Secondary Healing - Nature's Mending Magic

Most common type; occurs with non-rigid fixation (some motion). Characterized by callus formation. Stimulated by micromotion (strain <10%).

• Key Features:
  • Tolerates strain: 2-10%. Excessive motion (>10%) → non-union.
  • Involves both endochondral (cartilage precursor) and intramembranous ossification.
  • Callus provides stability, eventually resorbed.
• 📌 Stages (sequential): Inflammation → Soft Callus → Hard Callus → Remodeling.

⭐ Callus formation is the hallmark of secondary bone healing, visible on X-rays, distinguishing it from primary healing.
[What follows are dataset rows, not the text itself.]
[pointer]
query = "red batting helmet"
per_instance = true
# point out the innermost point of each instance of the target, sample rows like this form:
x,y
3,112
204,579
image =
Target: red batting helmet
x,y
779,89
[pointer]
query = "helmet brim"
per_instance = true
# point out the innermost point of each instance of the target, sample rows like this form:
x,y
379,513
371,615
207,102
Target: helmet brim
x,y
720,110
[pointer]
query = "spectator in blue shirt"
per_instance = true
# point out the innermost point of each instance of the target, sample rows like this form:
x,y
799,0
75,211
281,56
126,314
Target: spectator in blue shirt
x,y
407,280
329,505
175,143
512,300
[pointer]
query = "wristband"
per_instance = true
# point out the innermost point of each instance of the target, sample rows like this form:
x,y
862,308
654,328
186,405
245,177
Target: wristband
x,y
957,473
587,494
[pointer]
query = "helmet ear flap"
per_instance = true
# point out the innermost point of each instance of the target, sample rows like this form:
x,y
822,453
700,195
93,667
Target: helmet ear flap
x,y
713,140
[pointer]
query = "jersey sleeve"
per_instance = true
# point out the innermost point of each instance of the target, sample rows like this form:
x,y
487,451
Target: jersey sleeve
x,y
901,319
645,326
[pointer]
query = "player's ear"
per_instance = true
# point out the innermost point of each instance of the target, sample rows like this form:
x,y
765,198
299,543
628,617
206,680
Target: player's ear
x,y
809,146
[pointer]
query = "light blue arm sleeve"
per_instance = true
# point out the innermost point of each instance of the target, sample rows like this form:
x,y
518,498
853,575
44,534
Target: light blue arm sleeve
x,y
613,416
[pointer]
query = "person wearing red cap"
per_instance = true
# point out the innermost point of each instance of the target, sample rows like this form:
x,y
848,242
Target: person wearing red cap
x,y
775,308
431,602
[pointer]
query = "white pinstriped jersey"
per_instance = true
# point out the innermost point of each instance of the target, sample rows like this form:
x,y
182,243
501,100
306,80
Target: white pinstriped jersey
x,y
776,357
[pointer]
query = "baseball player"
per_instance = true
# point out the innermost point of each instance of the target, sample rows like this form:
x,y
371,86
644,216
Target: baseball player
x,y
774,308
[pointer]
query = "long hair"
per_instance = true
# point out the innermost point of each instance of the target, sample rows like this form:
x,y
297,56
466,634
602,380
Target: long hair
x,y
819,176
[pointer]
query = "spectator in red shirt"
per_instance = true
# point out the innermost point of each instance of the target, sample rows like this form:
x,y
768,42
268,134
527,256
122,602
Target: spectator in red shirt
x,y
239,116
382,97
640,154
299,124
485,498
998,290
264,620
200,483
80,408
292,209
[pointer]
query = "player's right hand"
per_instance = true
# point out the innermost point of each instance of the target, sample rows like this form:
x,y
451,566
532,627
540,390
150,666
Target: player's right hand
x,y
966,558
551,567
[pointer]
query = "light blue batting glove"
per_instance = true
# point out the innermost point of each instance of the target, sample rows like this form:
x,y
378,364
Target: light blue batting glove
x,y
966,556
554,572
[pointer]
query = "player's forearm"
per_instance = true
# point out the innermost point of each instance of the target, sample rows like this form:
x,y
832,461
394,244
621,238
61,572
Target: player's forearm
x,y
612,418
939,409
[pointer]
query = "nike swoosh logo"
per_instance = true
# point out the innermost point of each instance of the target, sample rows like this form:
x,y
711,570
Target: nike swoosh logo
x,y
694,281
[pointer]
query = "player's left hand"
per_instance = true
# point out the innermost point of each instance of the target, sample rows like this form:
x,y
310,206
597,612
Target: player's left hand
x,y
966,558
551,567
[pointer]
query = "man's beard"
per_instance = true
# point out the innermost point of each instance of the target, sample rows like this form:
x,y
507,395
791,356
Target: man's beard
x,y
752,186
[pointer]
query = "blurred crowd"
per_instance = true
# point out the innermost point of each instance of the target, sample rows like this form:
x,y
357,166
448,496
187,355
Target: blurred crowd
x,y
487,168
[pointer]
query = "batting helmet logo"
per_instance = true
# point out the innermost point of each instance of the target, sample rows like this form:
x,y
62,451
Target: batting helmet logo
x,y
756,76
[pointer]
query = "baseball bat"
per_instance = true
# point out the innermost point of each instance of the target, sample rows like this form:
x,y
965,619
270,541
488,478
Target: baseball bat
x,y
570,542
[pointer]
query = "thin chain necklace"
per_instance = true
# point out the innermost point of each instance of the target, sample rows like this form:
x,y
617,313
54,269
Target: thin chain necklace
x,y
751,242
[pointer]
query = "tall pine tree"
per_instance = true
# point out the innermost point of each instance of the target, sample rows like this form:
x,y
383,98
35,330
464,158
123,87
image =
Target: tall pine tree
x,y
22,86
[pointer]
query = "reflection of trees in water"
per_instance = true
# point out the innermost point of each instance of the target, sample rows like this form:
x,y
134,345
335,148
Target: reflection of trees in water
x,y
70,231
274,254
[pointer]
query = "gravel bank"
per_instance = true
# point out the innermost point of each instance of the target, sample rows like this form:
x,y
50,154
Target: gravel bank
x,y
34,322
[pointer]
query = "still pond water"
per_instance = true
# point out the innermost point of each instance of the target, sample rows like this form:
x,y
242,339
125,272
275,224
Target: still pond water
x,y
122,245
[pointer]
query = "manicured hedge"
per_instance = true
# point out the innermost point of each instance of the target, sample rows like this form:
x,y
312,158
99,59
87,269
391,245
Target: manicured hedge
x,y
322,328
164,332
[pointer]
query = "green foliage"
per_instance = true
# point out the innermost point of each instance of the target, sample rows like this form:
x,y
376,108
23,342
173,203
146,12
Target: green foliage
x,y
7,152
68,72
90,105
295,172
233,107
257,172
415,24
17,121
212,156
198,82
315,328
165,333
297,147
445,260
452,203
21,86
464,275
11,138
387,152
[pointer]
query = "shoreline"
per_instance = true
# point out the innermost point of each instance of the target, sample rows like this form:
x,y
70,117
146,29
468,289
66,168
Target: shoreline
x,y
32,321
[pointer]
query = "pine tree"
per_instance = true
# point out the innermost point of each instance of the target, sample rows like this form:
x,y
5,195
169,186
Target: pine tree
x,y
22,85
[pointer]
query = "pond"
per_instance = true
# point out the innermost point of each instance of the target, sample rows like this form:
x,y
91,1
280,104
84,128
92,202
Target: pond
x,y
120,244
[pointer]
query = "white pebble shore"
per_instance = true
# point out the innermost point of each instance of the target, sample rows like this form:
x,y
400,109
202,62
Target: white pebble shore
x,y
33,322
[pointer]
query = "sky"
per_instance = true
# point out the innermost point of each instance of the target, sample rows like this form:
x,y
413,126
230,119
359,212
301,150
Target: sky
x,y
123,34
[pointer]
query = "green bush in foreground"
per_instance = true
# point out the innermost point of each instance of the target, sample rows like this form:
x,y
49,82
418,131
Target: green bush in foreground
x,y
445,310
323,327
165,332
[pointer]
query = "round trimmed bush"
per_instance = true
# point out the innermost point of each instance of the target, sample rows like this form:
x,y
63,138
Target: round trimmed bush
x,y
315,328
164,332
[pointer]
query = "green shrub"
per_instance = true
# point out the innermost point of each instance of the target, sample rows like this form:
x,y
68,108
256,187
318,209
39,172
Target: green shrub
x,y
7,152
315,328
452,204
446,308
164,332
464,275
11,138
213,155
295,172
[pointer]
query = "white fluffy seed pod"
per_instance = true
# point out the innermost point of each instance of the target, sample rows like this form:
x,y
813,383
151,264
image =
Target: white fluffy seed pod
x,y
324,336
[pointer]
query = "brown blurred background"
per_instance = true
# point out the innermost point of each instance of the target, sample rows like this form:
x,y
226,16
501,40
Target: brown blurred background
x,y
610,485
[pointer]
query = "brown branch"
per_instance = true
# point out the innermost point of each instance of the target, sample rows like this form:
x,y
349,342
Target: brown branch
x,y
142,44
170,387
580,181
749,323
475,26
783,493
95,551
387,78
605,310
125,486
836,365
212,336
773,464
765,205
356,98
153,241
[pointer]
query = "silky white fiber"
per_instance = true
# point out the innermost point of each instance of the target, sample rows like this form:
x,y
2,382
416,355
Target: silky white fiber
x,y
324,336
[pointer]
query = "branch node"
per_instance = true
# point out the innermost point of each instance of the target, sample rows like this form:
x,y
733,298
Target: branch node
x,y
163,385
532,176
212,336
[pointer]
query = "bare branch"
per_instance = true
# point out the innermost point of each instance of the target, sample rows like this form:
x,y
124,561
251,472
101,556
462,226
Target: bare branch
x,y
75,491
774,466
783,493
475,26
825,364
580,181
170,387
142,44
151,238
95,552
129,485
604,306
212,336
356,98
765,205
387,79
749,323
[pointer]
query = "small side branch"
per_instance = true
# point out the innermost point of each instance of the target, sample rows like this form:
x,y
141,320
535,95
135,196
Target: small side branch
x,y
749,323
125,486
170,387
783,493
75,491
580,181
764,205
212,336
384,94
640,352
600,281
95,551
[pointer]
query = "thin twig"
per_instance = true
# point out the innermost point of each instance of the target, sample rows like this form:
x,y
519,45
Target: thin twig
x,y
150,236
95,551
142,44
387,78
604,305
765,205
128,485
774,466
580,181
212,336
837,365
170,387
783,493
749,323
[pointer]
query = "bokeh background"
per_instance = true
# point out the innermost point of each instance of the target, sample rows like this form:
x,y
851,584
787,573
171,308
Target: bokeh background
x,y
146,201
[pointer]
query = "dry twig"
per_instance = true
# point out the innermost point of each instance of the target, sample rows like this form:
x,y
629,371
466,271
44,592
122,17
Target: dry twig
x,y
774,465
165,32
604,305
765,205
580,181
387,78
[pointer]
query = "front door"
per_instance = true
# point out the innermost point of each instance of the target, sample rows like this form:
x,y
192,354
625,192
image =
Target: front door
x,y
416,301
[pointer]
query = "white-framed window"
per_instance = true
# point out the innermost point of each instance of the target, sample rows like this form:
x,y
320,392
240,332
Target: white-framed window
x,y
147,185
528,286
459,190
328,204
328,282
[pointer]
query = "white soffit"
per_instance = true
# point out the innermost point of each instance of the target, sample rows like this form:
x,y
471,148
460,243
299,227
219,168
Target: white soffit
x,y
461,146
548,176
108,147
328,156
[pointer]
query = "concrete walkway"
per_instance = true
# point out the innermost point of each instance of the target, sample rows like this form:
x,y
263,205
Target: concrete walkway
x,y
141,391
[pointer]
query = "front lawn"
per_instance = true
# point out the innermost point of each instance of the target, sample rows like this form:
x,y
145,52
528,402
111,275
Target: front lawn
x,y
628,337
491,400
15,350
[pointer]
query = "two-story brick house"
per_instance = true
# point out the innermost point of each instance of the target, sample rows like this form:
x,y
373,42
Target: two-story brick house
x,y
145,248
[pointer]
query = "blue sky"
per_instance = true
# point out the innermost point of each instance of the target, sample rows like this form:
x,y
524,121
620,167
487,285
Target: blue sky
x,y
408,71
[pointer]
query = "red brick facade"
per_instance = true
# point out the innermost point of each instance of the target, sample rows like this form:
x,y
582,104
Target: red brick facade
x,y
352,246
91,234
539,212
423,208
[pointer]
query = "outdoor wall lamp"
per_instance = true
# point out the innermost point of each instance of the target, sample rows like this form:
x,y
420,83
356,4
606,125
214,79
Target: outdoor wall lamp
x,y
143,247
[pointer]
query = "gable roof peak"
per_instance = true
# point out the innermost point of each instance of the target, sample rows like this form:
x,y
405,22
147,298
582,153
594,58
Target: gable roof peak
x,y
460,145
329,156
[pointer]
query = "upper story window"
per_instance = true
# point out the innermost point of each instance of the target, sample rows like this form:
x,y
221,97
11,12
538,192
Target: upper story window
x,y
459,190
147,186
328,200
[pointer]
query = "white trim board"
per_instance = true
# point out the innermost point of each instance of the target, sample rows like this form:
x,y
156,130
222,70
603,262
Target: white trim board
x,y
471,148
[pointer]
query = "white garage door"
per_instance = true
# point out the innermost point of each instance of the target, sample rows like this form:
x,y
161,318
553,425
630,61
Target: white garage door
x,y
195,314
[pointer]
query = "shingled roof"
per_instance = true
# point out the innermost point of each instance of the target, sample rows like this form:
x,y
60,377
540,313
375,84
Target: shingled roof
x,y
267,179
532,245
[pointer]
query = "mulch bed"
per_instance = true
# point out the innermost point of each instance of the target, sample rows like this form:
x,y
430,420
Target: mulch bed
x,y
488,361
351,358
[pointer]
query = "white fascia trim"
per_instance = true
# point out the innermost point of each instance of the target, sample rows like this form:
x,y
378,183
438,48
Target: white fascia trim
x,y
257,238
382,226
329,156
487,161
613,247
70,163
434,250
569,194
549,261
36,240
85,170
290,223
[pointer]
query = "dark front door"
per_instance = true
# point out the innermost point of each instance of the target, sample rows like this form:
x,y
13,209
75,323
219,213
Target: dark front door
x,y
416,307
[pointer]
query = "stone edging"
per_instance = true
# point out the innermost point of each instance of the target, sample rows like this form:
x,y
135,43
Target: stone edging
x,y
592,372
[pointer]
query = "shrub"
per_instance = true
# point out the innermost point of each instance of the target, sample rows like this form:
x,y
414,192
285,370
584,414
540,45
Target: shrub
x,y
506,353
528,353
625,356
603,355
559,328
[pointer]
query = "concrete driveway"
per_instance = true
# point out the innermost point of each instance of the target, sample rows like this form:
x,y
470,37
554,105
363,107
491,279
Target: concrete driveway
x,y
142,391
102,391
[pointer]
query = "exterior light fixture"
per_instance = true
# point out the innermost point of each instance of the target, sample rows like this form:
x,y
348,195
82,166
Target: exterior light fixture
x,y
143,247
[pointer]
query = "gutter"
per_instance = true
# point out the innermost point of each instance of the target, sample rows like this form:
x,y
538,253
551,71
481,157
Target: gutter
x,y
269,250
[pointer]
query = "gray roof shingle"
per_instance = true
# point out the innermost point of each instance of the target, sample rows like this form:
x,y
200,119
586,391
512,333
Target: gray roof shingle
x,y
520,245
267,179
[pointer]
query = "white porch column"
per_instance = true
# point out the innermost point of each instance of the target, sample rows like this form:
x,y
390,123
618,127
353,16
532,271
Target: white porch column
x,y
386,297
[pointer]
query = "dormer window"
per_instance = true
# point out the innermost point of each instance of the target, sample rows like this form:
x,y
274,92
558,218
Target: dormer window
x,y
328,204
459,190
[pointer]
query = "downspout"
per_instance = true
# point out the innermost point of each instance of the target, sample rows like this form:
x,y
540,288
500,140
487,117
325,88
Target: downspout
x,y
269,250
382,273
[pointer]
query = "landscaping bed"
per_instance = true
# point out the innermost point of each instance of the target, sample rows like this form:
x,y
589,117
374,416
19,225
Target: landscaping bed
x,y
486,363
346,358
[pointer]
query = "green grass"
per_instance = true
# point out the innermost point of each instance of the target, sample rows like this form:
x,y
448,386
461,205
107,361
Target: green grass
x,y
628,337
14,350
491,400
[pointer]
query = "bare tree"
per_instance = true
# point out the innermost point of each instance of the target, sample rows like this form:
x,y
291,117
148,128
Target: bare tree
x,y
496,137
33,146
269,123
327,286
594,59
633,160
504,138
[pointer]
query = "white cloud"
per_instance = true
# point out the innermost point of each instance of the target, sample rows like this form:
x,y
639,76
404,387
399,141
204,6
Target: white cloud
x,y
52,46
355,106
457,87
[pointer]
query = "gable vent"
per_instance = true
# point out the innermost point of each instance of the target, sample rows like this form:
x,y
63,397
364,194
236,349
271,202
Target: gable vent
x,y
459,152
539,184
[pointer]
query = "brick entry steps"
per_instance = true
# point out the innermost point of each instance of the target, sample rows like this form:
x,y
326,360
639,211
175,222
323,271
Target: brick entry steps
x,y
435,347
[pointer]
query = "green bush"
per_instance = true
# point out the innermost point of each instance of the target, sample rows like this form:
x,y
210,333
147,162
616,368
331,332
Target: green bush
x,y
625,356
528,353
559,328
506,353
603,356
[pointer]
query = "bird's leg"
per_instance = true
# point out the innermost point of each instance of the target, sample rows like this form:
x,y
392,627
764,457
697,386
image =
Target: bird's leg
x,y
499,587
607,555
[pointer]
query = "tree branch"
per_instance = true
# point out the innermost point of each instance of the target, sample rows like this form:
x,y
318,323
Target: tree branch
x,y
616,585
Primary Healing & Factors - Fast Track & Roadblocks

• Primary (Direct) Bone Healing:
  • Requires rigid internal fixation, minimal gap (< 0.01 mm contact; < 0.5-1 mm gap).
  • No external callus; direct Haversian remodeling via cutting cones (osteoclasts followed by osteoblasts).
  • Slower process than secondary healing.
• Key Factors Influencing Healing:
  • Systemic Promoters: Young age; good nutrition (protein, Vit C/D, Ca); Growth Hormone, Thyroid hormone.
  • Systemic Inhibitors: Old age; smoking; malnutrition; diabetes; corticosteroids; NSAIDs (high-dose/long-term); systemic infection.
  • Local Promoters: Good blood supply; stability (rigid/relative); small fracture gap; growth factors (e.g., BMPs).
  • Local Inhibitors: Poor blood supply (AVN risk); instability/excessive motion; large gap; local infection; severe soft tissue injury.

⭐ Smoking is a major detrimental factor, significantly impairing fracture healing by reducing microcirculation and osteoblast activity.

Healing Complications - When Bones Rebel

When fracture healing deviates, complications arise:

• Delayed Union: Healing slower than expected (no clinical/radiological union by 3-6 months).
• Nonunion: Complete failure of bony union, healing has ceased.
  • Hypertrophic (Elephant foot): Vascular, abundant callus; due to instability.
  • Atrophic (Pencil/Tapered end): Avascular, minimal/no callus; poor biology.
  • Oligotrophic: Viable cells, but inactive; no significant callus.
• Malunion: Fracture heals with deformity (angulation, rotation, shortening).
• Other: Infection (Osteomyelitis), Avascular Necrosis (AVN - e.g., scaphoid, femoral head), Joint Stiffness, CRPS.

⭐ The lower third of the tibia is a common site for nonunion due to its relatively poor blood supply.

High‑Yield Points - ⚡ Biggest Takeaways

• Primary healing: Requires absolute stability (rigid fixation); no callus, direct Haversian remodeling.
• Secondary healing: Commonest; involves inflammation (hematoma), soft callus (2-3 wks), hard callus (3-12 wks), then remodeling (Wolff's Law).
• Callus Formation: Soft callus (fibrocartilage) gives initial stability; hard callus (woven bone) forms by endochondral ossification.
• Remodeling: Woven bone replaced by lamellar bone, restoring strength/shape over months-years.
• Key Mediators: BMPs, TGF-β, PDGF, FGFs are vital.